The 74-page report, which makes suggestions for ongoing action, has been welcomed by landowners and conservation organisations, which hope that it could form the foundation of a successful drive to boost numbers.
The most significant barriers to breeding success have been identified as a reduction in the areas of heather moorland, blanket mire and rough grassland, along with environmental changes. The report concludes that loss of heather cover is largely due to an increase in forestry rather than changes to muirburn or grazing practices. Data also indicate that increases in rainfall levels and temperatures since the1980s have made the eagles’ prey less numerous and harder to catch.
Land management activities, including sheep-gathering, muirburn and fox control, were also assessed for potential impact, along with illegal persecution, wind farms and recreational disturbance from walkers, skiers and climbers.
While sheep-gathering was held to have no discernible effect, muirburn and fox control were considered to be potentially problematic for breeding eagles. However, the report noted that both are covered by current wildlife legislation which gives protection to nest sites and makes accidental disturbance less likely.
Illegal persecution was noted as a factor that could have an effect on breeding. Wind farms were found to reduce the amount of habitat available, displacing and disturbing birds as well as contributing to mortality. Disturbance from activities such as walking, skiing and hiking, was identified as a possible constraint, but the extent of its impact was “very difficult to assess”.
The report recommended research into occupied and potential breeding ranges, the impact of wetter weather in spring and summer, and the impact of wind farms. The partner organisations and Scotland’s environment minister Paul Wheelhouse have welcomed the findings and recommendations.

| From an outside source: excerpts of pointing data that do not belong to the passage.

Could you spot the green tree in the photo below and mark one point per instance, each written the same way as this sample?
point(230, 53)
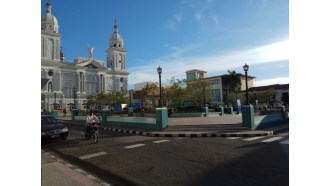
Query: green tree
point(177, 93)
point(199, 91)
point(230, 82)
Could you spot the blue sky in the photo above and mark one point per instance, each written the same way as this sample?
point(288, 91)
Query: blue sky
point(179, 35)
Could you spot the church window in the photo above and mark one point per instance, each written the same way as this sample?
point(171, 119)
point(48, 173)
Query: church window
point(50, 87)
point(90, 84)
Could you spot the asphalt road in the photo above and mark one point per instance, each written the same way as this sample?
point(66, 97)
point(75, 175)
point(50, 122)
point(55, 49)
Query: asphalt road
point(124, 159)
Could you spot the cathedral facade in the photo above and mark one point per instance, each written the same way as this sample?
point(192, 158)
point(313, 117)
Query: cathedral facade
point(67, 84)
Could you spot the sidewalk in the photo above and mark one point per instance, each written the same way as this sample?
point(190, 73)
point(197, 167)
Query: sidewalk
point(56, 172)
point(212, 126)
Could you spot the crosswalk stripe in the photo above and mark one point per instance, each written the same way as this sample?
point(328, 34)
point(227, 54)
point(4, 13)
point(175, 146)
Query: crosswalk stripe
point(253, 138)
point(160, 141)
point(234, 137)
point(92, 155)
point(133, 146)
point(285, 142)
point(272, 139)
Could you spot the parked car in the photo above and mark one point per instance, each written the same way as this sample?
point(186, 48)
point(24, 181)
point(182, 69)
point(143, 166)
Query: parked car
point(51, 129)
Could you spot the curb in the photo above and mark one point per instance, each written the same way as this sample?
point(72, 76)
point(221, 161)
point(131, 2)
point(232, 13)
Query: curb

Project group chairman professor Des Thompson of SNH said: “With habitat improvements, we could see connections with the small reintroduced population in Ireland. This would help both groups of eagles, and could help bolster the population in north England. The approach is novel, and could work well for other regions and species”.
Douglas McAdam, chief executive of SLE, said: “This thorough and detailed study makes clear that SNH believes that habitat improvements are needed to encourage more breeding golden eagle pairs in the south of the country. We fully support this conclusion and we will encourage land managers to work in partnership with SNH and other bodies to make improvements to these habitats wherever possible.

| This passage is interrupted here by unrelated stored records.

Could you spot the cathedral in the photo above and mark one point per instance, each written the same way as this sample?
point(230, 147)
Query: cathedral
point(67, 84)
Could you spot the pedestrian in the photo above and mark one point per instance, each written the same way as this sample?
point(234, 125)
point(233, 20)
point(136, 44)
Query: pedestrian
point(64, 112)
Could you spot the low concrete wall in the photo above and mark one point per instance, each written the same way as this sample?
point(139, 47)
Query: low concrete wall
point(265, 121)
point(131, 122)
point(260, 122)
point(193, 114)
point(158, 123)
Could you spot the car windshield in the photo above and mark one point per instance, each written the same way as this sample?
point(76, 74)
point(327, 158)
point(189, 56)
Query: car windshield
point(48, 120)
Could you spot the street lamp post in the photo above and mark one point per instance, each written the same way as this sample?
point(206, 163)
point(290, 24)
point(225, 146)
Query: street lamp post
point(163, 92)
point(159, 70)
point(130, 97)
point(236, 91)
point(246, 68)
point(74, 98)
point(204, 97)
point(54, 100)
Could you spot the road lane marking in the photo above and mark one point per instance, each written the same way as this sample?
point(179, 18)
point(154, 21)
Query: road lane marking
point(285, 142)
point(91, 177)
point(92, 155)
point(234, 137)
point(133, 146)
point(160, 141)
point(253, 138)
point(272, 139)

“Other factors, including climate change, lack of availability of prey for eagles — often because these areas are no longer managed by gamekeepers — as well as expansion of forestry and changing land use may also be inhibiting eagle presence in these areas. Where persecution may have been a historical factor, it is clear from the official government data — published alongside our partners in PAW Scotland in March — that the number of such incidents has dropped significantly in recent years. However, everyone remains resolute that where persecution exists it must be eradicated”.

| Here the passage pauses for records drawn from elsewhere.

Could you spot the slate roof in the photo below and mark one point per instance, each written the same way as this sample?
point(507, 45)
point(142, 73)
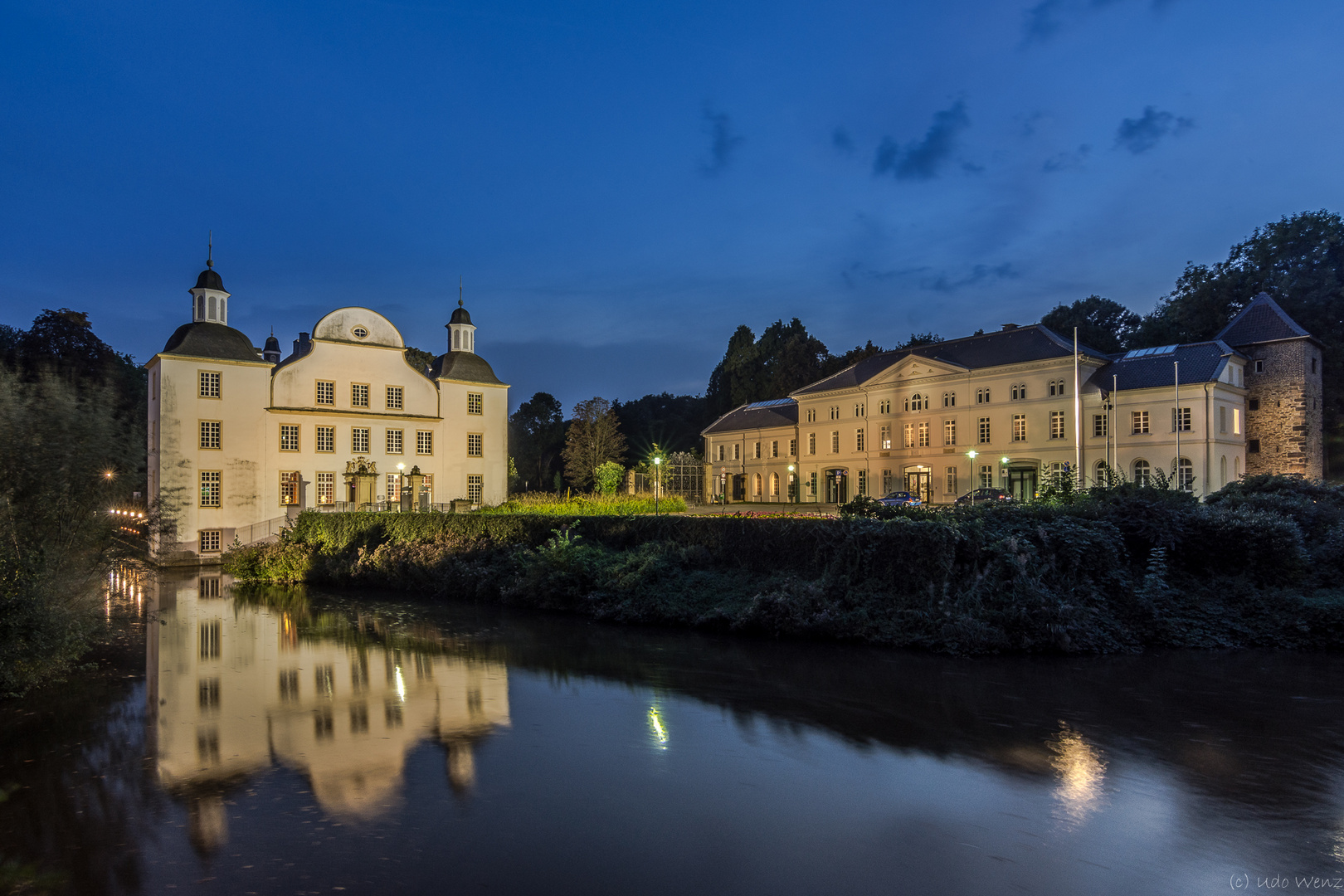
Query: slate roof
point(1199, 363)
point(1018, 345)
point(206, 338)
point(757, 416)
point(1261, 321)
point(463, 366)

Duncan Orr-Ewing, RSPB Scotland head of species and land management, said: “These magnificent birds should be given every opportunity to recover and re-occupy lost range, and must be protected in practice from the effects of human persecution, which remains a significant threat to this species.
“We need more work to create conditions for re-colonisation by golden eagles, including a reduction in illegal killing, targeted habitat improvements to benefit existing pairs and sites with high potential for occupation, as well as a thorough appraisal of the feasibility of translocation as a tool to speed recovery.”